6. The next step is to take the clumped points and average them together. The function average-point should take a list of points and averages them all down to a single point. The average point is obtained by averaging all the x values to get an x value and all the y values to get a y value. average-point should also include the distance rating indicating how far the average point was from all the points. When the distance rating is small, it will mean that the points were in a clump. You should use let to avoid computing the average point twice.

#|kawa:14|# (average-point '((0 0) (2 0) (6 0)))
(5.925925925925926 (8/3 0))
#|kawa:15|# (average-point '((0 0) (2 0) (6 0) (1 0) (5 4) (4 5)))
(590.8865213418864 (3 3/2))

7. Built on all of the functions so far, the function best-estimate takes a guess (a list of circles), computes all the points of intersection, winnows those points down to those which are most clumped, and returns their average point.

#|kawa:16|# (best-estimate '((1 (0 0)) (1 (2 0)) (0.1 (1 0))))
(5.942527670663184E-4 (1.0016666666666667 0.033291640592396886))

The implication: the three circles essentially intersect around the point (1 0).

8. Finally, given a list of distances and a list of star locations, the function where-am-i should compute all the possible guesses, use best-estimate to get an answer out of each one, and sort the estimates in increasing order of distance rating. The result is a list of rated points. The first point is where you are, the rest are your other possible locations, in decreasing order of likelihood.
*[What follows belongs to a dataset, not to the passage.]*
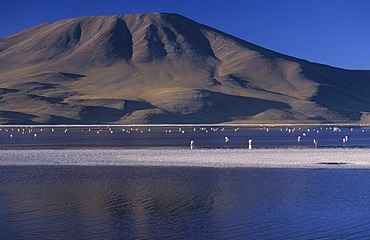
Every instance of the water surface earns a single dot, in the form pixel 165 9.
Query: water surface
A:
pixel 123 202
#|kawa:17|# (where-am-i '(2.5 11.65 7.75) '((0 0) (4 4) (10 0)))
((5.164102748844367E-6 (11.481441859657613 2.001220110464802)) (0.3394092159986836 (-1.8429290506186957 -1.216560811506545))
(0.6676116235553851 (7.76704142138513 0.4622501635210244))
(0.7871787994250546 (2.128838984322123 0.5892556509887895)) (4.398427430402362 (3.9811875000000003 6.126803974552016))
(45.38616651704703 (4.326820849071189 4.1540809322972985)))

So, (11.5 2.0) is the solution. (Data came from scattering stars randomly on a piece of paper, and then measuring the distances with a ruler to get realistically noisy data) The other solutions have distance terms a several orders of magnitude larger, so they’re wrong. Sometimes there will be more than one reasonable solution given the observed, such as in the following case.

#|kawa:18|# (where-am-i '(1 2) '((0 0) (3 0)))
((1 (1.0 0.0)) (1 (2.0 0.0)))

In this case it's useful that the function returns both guesses since the best we can deduce is that the solution is either (1 0) or (2 0). Both match the observed with equal perfection. If you like, you can modify where-am-i to only return the top 5 or so guesses, as it gets a bit tiresome seeing the scores of wrong guesses that you never care about.

For you final test, determine your location for the following problem:

distances: 2.65 5.55 5.25
stars: (0 0) (4 6) (10 0) (7 4) (12 5).

You can verify your answer with some paper and a ruler. It never hurts to back up your digital computer with an analog one.